# Homework Help: Voltage at a point.

1. Nov 12, 2008

### forty

http://students.informatics.unimelb.edu.au/serve/cmcleod/stuff/elec.JPG

Eo = permittivity of free space

integral dV = (1/4(pi)Eo) integral (dQ)/a

Hopefully I have that formula correct.

so....

dQ = 2(pi)r(dr)(sigma)

Horizontal components cancel. So there will be a sin(theeta) term at the end of the integral.

sin(theeta) = z/a

and a = sqrt(z^2 + r^2)

and the integral will be between 0 and R

so the RHS becomes...

(1/4(pi)Eo) integral(0 -> R) (2(pi)r(dr)(sigma)/sqrt(z^2 + r^2)) * z/sqrt(z^2 + r^2)

Is this right? I have a feeling I have done something stupid.

Any help greatly appreciated.

Last edited by a moderator: Apr 23, 2017
2. Nov 12, 2008

### Redbelly98

Staff Emeritus
I think that's correct. Since they give you the final answer, you can see if you get it when you do the integral.

3. Nov 12, 2008

### forty

once you pull all the constants out the front you get....

(z(sigma)/2Eo) integral(0 -> R) r/(z^2 + r^2) (dr)

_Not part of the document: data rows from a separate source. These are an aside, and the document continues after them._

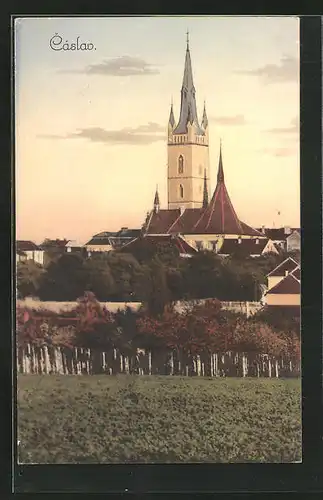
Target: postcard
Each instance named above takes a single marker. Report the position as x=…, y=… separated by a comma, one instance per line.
x=158, y=240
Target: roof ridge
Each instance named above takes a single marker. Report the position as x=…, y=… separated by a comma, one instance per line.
x=279, y=265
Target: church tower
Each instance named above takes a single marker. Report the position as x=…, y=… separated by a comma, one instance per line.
x=188, y=149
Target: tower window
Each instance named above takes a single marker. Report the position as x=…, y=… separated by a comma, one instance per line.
x=180, y=164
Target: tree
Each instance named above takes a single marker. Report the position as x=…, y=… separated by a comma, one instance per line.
x=65, y=279
x=29, y=276
x=157, y=294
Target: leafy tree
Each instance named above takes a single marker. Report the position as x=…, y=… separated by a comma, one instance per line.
x=29, y=276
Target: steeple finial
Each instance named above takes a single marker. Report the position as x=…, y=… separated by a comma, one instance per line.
x=205, y=121
x=220, y=170
x=205, y=192
x=188, y=112
x=171, y=120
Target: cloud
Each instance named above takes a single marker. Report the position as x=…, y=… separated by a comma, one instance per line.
x=279, y=152
x=143, y=134
x=229, y=120
x=293, y=128
x=286, y=71
x=120, y=66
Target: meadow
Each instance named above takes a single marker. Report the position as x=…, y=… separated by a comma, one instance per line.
x=154, y=419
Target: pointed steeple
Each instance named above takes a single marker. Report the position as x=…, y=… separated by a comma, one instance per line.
x=188, y=111
x=220, y=216
x=220, y=169
x=156, y=200
x=205, y=121
x=171, y=120
x=205, y=192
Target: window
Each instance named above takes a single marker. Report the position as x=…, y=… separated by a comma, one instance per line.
x=181, y=164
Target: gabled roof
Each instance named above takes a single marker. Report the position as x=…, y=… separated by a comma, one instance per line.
x=47, y=244
x=177, y=242
x=247, y=246
x=288, y=285
x=26, y=245
x=21, y=253
x=220, y=217
x=108, y=237
x=288, y=265
x=279, y=234
x=297, y=273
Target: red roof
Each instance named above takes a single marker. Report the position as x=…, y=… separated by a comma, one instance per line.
x=168, y=240
x=218, y=217
x=297, y=273
x=288, y=265
x=247, y=246
x=288, y=285
x=26, y=245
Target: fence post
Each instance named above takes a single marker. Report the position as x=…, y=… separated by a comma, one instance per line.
x=276, y=369
x=171, y=363
x=198, y=365
x=149, y=363
x=47, y=363
x=269, y=367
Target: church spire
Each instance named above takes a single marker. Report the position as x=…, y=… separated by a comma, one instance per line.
x=220, y=169
x=171, y=120
x=205, y=192
x=188, y=111
x=205, y=121
x=156, y=201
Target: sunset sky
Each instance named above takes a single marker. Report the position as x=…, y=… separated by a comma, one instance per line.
x=91, y=125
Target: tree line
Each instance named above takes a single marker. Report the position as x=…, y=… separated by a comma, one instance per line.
x=158, y=276
x=203, y=328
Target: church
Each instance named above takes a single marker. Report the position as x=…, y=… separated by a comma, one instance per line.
x=204, y=221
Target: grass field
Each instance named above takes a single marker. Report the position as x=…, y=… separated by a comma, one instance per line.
x=78, y=419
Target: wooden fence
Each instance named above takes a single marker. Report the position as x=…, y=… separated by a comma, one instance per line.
x=78, y=361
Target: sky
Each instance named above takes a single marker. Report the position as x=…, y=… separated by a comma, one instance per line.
x=91, y=125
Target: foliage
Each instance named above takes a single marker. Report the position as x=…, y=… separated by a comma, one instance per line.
x=154, y=274
x=29, y=275
x=102, y=419
x=204, y=327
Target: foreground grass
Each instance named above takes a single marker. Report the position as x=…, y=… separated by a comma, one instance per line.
x=65, y=419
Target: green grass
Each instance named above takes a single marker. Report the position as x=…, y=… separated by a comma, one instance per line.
x=78, y=419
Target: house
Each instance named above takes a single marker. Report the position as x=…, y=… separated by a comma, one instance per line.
x=247, y=247
x=73, y=246
x=281, y=271
x=107, y=241
x=53, y=249
x=28, y=250
x=149, y=245
x=293, y=241
x=287, y=238
x=286, y=293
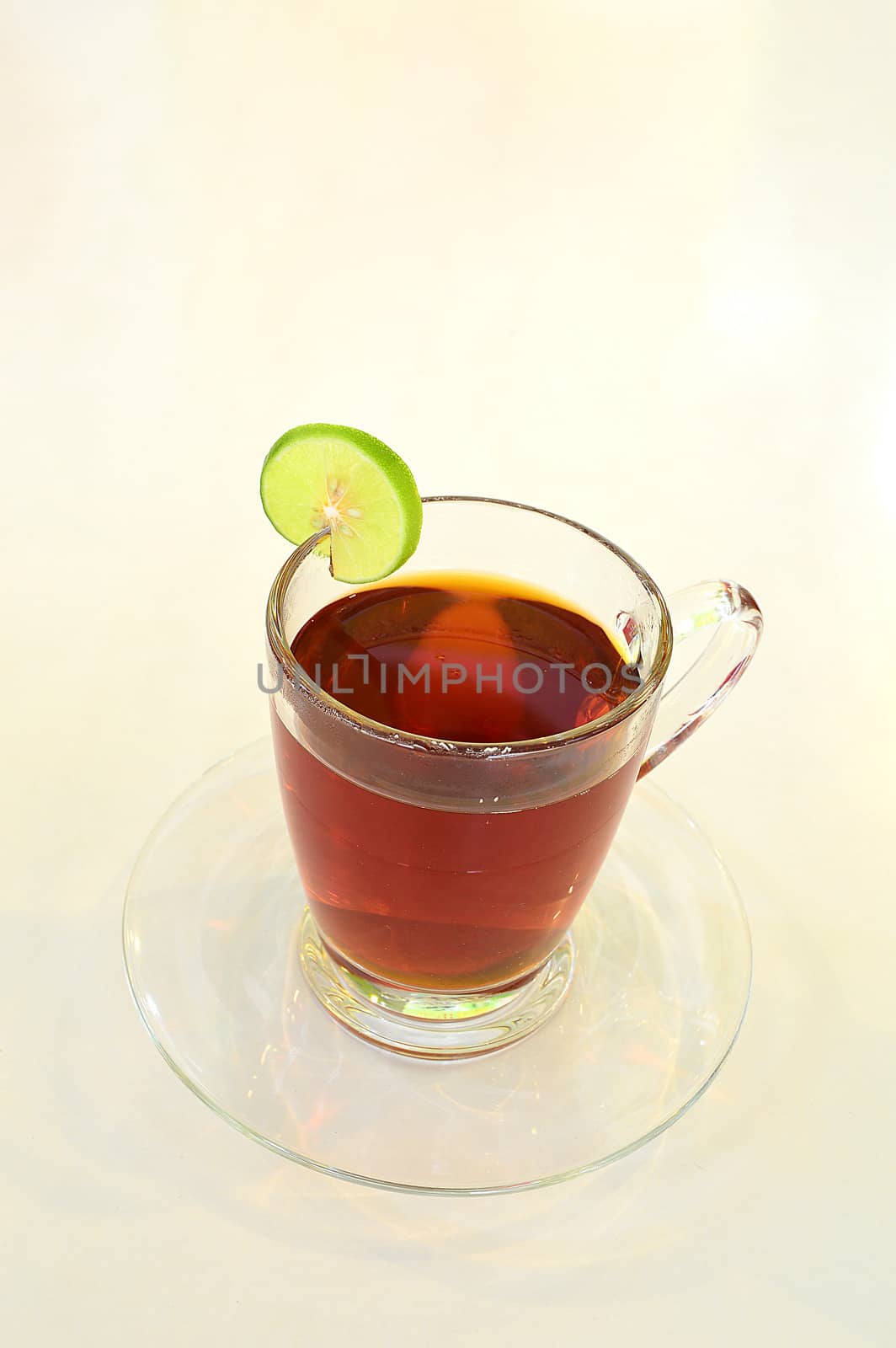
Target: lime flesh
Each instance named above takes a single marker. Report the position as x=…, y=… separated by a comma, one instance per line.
x=336, y=478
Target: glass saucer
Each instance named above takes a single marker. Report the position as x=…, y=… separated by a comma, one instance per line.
x=212, y=944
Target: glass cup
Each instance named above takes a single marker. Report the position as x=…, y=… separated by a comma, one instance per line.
x=442, y=880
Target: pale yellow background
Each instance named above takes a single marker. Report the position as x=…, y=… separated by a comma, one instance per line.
x=628, y=260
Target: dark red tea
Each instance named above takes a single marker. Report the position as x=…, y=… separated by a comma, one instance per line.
x=456, y=900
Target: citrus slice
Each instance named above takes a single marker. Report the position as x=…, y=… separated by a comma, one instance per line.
x=333, y=476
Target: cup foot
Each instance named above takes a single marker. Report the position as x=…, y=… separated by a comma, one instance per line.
x=433, y=1024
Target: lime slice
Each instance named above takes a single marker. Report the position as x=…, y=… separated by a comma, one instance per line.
x=318, y=476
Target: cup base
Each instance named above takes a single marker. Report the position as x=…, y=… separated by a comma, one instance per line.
x=433, y=1024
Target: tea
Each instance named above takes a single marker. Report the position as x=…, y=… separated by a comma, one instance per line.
x=469, y=898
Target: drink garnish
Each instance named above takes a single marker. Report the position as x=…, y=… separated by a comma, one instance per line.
x=323, y=476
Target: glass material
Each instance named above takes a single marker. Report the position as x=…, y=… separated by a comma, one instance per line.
x=371, y=809
x=212, y=933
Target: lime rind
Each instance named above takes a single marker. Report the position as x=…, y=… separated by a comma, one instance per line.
x=321, y=476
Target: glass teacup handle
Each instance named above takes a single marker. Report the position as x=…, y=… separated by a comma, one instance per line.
x=698, y=689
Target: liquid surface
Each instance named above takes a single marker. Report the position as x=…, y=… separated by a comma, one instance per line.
x=460, y=660
x=435, y=898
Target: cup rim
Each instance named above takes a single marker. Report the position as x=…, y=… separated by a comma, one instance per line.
x=307, y=687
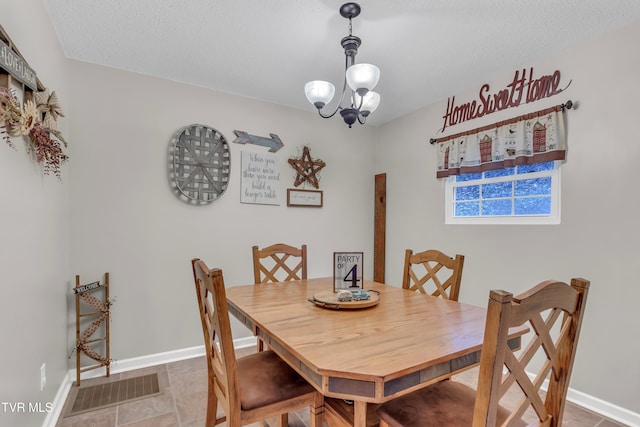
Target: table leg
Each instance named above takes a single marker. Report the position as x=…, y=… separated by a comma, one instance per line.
x=359, y=413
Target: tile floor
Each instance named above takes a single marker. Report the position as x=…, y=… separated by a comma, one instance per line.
x=183, y=402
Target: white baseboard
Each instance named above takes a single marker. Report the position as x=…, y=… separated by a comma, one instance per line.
x=118, y=366
x=584, y=400
x=604, y=408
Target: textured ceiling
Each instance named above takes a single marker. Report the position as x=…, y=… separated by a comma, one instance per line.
x=268, y=50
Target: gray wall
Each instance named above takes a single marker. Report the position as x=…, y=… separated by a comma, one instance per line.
x=598, y=238
x=34, y=230
x=114, y=211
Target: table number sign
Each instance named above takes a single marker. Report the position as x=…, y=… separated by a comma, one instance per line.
x=347, y=270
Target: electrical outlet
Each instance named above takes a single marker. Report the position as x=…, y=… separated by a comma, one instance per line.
x=43, y=376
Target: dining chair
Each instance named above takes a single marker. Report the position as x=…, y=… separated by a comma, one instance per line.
x=251, y=388
x=434, y=270
x=279, y=263
x=552, y=311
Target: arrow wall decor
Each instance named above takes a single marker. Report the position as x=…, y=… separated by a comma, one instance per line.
x=274, y=143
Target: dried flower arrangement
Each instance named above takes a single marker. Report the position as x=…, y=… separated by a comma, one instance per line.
x=37, y=121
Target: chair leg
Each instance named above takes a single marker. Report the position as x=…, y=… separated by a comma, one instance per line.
x=316, y=411
x=212, y=407
x=283, y=420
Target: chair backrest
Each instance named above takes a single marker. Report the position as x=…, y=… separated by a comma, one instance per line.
x=218, y=340
x=279, y=263
x=433, y=272
x=553, y=312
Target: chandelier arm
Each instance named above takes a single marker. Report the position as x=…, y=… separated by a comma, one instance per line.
x=344, y=89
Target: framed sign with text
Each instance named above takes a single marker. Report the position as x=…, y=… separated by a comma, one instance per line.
x=307, y=198
x=347, y=270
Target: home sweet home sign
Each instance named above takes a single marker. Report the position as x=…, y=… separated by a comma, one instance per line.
x=525, y=87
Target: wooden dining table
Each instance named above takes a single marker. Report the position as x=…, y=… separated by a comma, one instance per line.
x=404, y=342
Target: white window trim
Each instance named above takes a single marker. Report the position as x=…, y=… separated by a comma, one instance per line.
x=552, y=218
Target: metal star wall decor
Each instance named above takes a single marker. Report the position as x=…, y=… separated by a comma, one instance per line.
x=306, y=168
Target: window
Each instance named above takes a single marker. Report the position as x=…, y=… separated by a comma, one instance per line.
x=524, y=194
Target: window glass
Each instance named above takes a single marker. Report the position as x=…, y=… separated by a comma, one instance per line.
x=526, y=194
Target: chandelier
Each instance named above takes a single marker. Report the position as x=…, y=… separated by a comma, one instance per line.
x=360, y=79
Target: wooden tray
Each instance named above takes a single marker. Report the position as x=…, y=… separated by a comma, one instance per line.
x=329, y=299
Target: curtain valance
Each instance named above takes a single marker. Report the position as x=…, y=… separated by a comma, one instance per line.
x=527, y=139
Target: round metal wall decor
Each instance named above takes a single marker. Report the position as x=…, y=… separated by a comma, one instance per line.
x=201, y=163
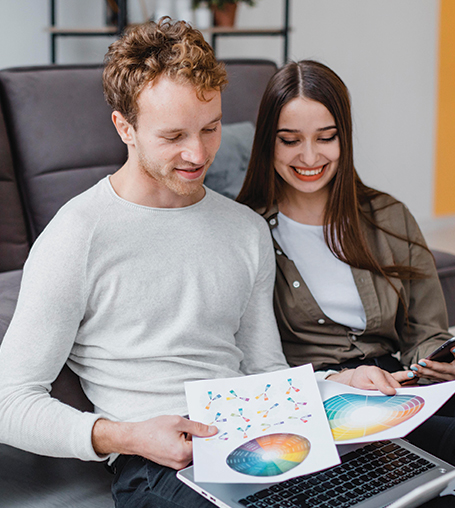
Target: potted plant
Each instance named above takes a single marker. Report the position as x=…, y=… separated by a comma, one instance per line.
x=223, y=10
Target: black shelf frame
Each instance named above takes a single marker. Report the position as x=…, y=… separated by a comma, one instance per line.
x=109, y=31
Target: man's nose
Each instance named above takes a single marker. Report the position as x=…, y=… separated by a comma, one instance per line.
x=194, y=151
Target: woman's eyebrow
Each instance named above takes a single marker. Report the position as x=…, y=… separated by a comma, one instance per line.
x=293, y=131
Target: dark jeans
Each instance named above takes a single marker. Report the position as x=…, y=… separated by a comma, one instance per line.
x=437, y=434
x=140, y=483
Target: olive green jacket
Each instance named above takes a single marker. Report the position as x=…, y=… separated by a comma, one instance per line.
x=309, y=336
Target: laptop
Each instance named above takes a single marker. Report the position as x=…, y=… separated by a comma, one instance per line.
x=380, y=474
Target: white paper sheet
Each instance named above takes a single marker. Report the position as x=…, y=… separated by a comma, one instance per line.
x=272, y=427
x=361, y=416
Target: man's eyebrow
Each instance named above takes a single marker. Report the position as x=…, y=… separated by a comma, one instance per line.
x=295, y=131
x=172, y=131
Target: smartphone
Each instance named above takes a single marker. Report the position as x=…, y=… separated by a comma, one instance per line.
x=442, y=353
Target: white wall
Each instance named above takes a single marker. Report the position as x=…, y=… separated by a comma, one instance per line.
x=385, y=51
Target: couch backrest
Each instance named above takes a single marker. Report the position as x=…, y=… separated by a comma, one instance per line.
x=62, y=137
x=13, y=233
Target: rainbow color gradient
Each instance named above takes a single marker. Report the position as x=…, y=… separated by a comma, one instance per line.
x=352, y=415
x=269, y=455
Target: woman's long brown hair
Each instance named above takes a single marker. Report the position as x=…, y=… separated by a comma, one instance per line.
x=263, y=187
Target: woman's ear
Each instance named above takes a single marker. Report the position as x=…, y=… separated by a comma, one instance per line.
x=124, y=128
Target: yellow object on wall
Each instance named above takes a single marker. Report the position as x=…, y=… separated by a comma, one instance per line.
x=444, y=196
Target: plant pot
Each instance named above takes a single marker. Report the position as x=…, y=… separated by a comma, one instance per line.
x=224, y=16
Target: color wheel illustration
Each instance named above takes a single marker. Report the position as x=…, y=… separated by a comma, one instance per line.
x=352, y=415
x=269, y=455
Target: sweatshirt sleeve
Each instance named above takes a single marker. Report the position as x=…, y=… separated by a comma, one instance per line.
x=38, y=342
x=258, y=336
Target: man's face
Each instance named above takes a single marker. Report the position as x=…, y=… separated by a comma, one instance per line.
x=176, y=138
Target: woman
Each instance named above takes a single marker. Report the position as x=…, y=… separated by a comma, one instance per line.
x=355, y=282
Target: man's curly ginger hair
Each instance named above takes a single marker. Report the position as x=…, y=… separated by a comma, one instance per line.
x=148, y=51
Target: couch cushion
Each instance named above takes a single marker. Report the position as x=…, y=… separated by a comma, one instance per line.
x=13, y=233
x=247, y=81
x=62, y=137
x=227, y=172
x=445, y=265
x=29, y=480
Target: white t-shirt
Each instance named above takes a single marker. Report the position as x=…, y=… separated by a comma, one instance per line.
x=329, y=280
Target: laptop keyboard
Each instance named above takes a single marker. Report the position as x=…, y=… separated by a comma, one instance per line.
x=364, y=473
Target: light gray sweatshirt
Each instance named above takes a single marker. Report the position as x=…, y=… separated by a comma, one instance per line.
x=137, y=300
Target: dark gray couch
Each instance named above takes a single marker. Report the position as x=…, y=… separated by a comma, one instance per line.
x=57, y=140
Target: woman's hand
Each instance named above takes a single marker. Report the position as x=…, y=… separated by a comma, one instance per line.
x=435, y=371
x=369, y=377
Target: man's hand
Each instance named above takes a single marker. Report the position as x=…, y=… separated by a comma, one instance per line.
x=165, y=440
x=435, y=371
x=369, y=377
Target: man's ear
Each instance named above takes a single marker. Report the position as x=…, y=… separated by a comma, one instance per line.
x=125, y=129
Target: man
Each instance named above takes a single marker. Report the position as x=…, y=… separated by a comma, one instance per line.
x=143, y=282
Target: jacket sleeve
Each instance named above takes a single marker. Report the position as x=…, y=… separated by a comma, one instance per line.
x=427, y=323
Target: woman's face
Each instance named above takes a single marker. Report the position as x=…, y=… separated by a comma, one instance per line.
x=307, y=148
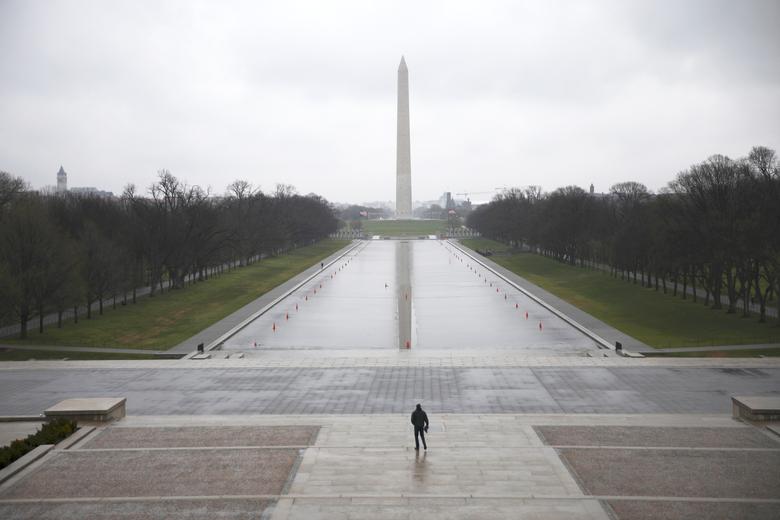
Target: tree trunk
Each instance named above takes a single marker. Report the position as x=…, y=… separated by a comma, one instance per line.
x=24, y=317
x=731, y=291
x=716, y=281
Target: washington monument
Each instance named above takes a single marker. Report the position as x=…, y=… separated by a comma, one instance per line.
x=403, y=161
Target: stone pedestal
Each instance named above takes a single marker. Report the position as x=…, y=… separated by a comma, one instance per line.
x=96, y=409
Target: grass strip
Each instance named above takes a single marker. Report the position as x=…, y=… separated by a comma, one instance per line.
x=404, y=227
x=50, y=433
x=167, y=319
x=657, y=319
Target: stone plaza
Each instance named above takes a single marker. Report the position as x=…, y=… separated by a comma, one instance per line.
x=299, y=409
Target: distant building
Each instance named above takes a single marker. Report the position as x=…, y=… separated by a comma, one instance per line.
x=62, y=187
x=90, y=191
x=446, y=200
x=62, y=180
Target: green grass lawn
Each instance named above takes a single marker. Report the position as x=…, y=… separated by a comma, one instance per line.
x=655, y=318
x=26, y=355
x=166, y=320
x=756, y=352
x=404, y=227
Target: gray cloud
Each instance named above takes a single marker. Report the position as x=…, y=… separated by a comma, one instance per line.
x=502, y=93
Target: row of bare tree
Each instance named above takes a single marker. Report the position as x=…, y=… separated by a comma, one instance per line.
x=62, y=252
x=715, y=228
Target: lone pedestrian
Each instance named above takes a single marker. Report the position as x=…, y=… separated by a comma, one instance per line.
x=420, y=422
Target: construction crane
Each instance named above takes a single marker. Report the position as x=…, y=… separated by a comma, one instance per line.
x=468, y=194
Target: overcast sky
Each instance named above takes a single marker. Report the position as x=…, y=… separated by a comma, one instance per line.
x=304, y=93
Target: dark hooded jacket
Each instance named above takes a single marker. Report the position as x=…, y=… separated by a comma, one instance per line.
x=419, y=418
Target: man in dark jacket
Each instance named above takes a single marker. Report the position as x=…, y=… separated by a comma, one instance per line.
x=420, y=422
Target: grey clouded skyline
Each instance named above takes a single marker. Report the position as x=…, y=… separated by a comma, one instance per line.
x=303, y=93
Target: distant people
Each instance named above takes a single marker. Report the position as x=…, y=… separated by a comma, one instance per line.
x=420, y=422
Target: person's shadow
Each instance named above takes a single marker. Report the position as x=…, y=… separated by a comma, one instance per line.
x=420, y=468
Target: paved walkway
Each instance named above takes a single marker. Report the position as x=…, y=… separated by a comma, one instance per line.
x=554, y=385
x=57, y=348
x=477, y=466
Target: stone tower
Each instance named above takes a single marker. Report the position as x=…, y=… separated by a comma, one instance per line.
x=62, y=181
x=403, y=161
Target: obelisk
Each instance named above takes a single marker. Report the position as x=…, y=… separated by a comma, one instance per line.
x=403, y=160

I'm pretty sure that doesn't give that answer.

Any suggestions?

4. Nov 12, 2008

### gabbagabbahey

Why are you talking about components?...The potential is a scalar not a vector(perhaps you are confusing it with the electric field )....Do you really have a $\sin \theta$ term in your integrand?

Last edited: Nov 12, 2008
5. Nov 12, 2008

### forty

Yerp, confusing sh*t like usual >.<

But that all works out now! Thanks alot for pointing that out for me :)

6. Nov 13, 2008

### Redbelly98

Staff Emeritus
Oops, I missed that little detail Good save, ggh.